Children, 2025 · DOI: https://doi.org/10.3390/children12020164 · Published: January 29, 2025
This case report describes the management of a 1-year-old with achondroplasia who developed acute tetraparesis (weakness in all four limbs) after a whiplash injury. The report focuses on the anesthetic strategies used during surgery to address the patient's condition. The infant had a reduced volume of the posterior fossa, foramen magnum stenosis (narrowing of the opening at the base of the skull), and ventriculomegaly (enlarged ventricles in the brain). MRI revealed signal changes in the medulla oblongata and cervical spinal cord. Microsurgical posterior fossa decompression was performed two weeks post-injury. Airway management was achieved using video laryngoscopy and fiberoptic bronchoscopy after an unsuccessful intubation attempt with a fiberoptic bronchoscope.
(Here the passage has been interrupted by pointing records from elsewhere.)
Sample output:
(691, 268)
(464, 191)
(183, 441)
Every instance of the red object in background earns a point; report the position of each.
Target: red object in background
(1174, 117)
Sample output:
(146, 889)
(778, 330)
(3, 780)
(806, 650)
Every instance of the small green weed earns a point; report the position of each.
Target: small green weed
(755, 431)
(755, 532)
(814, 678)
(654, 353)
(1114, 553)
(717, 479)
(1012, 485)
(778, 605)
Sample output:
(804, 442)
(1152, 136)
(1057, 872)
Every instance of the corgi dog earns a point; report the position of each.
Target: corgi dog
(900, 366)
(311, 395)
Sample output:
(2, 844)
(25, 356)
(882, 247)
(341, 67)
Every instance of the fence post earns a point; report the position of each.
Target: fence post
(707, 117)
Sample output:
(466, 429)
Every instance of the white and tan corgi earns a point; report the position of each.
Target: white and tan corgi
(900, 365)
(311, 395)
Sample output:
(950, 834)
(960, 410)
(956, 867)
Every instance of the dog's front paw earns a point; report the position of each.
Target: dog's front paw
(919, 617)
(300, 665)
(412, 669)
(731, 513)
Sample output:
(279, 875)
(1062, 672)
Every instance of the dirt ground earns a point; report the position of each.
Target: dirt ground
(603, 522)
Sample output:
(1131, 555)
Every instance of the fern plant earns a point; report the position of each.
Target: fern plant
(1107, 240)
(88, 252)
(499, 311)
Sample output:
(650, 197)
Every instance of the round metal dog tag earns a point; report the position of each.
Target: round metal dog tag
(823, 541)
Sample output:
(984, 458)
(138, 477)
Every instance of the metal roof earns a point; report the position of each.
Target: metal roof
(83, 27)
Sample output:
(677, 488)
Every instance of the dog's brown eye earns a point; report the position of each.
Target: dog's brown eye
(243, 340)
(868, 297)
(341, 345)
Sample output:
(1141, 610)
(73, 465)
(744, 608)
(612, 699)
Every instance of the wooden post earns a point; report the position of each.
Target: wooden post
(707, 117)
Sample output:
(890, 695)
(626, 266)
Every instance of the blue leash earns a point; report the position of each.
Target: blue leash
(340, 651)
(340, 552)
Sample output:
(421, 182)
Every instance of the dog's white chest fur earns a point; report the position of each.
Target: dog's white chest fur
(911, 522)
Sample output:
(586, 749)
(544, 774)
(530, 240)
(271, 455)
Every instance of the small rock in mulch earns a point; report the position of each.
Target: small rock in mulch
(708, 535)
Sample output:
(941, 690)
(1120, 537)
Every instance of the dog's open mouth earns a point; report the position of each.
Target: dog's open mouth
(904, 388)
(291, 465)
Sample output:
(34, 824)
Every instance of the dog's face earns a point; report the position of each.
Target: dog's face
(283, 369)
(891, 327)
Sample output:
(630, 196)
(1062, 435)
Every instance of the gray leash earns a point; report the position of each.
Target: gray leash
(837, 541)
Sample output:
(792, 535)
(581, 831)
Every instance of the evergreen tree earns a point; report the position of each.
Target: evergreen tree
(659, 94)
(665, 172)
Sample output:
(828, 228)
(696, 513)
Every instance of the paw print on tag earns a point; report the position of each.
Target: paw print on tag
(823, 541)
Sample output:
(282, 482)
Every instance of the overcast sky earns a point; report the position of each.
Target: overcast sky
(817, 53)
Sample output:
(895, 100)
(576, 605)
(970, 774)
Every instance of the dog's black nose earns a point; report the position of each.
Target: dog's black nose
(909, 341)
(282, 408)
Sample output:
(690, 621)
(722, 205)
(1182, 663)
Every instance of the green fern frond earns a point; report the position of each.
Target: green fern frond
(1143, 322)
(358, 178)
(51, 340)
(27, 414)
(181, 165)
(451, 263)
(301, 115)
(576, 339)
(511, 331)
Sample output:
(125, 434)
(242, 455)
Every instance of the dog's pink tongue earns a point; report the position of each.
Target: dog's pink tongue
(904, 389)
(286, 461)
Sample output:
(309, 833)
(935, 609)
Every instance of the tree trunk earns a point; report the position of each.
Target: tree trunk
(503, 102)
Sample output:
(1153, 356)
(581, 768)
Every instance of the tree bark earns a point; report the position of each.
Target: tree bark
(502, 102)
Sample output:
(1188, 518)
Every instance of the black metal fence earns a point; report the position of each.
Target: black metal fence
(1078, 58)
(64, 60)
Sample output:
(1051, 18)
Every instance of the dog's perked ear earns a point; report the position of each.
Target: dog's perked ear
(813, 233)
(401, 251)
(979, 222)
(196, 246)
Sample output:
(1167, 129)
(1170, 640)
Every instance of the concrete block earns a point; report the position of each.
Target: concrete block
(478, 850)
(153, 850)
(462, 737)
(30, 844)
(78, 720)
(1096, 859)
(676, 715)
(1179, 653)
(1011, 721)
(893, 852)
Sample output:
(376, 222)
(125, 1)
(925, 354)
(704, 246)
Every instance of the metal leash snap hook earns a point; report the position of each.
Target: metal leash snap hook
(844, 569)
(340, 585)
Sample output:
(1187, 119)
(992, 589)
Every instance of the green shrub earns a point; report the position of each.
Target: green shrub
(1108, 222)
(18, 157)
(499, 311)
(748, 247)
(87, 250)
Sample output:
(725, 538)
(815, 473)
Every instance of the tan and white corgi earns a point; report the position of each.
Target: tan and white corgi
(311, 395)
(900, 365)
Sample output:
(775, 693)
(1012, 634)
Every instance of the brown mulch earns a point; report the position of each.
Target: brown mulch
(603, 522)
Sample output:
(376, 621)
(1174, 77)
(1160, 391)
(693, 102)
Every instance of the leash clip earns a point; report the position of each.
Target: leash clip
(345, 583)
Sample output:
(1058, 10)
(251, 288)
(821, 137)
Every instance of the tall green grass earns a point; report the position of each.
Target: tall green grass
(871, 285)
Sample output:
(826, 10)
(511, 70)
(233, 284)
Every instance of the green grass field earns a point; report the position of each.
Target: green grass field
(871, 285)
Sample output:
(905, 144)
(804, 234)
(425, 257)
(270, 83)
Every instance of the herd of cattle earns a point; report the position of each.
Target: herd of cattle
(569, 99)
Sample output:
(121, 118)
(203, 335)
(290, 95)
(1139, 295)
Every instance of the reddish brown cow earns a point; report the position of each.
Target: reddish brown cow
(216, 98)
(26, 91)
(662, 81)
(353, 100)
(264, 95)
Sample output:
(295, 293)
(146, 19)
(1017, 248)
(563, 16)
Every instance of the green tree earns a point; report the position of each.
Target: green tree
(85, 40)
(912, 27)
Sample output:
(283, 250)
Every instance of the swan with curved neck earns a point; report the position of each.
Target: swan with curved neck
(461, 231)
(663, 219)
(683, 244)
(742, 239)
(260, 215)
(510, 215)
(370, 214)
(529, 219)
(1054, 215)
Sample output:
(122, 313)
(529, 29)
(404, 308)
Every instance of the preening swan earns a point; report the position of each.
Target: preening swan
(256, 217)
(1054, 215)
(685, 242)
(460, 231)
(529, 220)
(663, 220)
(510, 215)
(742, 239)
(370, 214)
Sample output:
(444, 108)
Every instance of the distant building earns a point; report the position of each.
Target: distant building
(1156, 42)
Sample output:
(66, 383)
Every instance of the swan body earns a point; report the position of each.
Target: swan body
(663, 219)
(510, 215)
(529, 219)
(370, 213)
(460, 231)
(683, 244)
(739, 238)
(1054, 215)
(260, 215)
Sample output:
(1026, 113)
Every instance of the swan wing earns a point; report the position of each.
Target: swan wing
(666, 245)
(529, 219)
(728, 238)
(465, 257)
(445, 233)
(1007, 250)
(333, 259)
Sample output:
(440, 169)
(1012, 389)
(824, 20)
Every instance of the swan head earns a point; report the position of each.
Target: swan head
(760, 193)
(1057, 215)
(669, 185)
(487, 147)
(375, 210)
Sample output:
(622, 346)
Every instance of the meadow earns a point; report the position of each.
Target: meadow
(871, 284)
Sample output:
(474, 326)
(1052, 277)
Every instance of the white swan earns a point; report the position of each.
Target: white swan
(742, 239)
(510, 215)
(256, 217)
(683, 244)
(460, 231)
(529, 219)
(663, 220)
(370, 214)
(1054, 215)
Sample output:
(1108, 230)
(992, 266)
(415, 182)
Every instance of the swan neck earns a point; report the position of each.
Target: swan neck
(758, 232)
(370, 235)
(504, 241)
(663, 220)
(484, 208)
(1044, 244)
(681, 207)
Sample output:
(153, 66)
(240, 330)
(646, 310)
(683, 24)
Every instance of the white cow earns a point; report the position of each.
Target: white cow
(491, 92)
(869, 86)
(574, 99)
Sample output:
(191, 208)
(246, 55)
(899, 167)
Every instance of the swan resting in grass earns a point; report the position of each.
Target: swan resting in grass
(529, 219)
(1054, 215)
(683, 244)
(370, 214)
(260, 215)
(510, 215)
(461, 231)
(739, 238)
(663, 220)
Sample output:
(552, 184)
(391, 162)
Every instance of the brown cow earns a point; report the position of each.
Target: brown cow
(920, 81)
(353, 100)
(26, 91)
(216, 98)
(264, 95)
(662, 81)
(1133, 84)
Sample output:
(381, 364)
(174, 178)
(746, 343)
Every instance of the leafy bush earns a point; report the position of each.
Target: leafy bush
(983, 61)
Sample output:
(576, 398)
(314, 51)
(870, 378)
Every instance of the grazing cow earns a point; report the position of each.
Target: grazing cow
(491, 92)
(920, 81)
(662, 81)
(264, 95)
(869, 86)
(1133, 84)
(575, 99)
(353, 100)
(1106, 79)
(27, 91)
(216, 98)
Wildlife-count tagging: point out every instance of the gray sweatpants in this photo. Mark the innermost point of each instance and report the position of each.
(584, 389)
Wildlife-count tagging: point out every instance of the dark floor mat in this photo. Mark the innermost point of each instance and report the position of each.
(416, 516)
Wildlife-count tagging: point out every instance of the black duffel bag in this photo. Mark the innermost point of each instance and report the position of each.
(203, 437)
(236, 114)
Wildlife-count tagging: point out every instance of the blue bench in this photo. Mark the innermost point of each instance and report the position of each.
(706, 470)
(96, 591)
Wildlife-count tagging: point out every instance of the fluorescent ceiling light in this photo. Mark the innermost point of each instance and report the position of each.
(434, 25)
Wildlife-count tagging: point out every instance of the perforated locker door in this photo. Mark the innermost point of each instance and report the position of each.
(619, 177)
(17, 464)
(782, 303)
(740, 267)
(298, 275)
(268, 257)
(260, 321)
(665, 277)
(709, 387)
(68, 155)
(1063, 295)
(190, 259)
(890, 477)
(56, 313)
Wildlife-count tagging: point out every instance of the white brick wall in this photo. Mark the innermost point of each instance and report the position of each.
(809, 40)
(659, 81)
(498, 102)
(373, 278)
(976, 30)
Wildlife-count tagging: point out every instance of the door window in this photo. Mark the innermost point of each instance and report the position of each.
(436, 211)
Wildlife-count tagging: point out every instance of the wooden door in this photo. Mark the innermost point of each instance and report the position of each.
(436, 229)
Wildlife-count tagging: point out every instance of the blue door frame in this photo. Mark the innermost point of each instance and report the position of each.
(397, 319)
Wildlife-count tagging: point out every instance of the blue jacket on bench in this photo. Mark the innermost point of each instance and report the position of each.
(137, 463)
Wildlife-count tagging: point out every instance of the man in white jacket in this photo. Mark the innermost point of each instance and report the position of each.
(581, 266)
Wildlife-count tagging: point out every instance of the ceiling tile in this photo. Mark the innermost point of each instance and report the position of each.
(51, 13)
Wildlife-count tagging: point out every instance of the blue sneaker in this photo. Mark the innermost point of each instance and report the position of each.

Highlights the importance of a coordinated team approach involving pediatricians, neurosurgeons, anesthesiologists, and other specialists in managing children with achondroplasia.
Emphasizes the need for careful preoperative assessment and planning of airway management strategies, considering the anatomical challenges associated with achondroplasia.
Suggests a strategy of delayed surgical decompression, similar to the management of acute traumatic central cord syndrome, to minimize the risk of intraoperative lesioning and allow for edema resolution.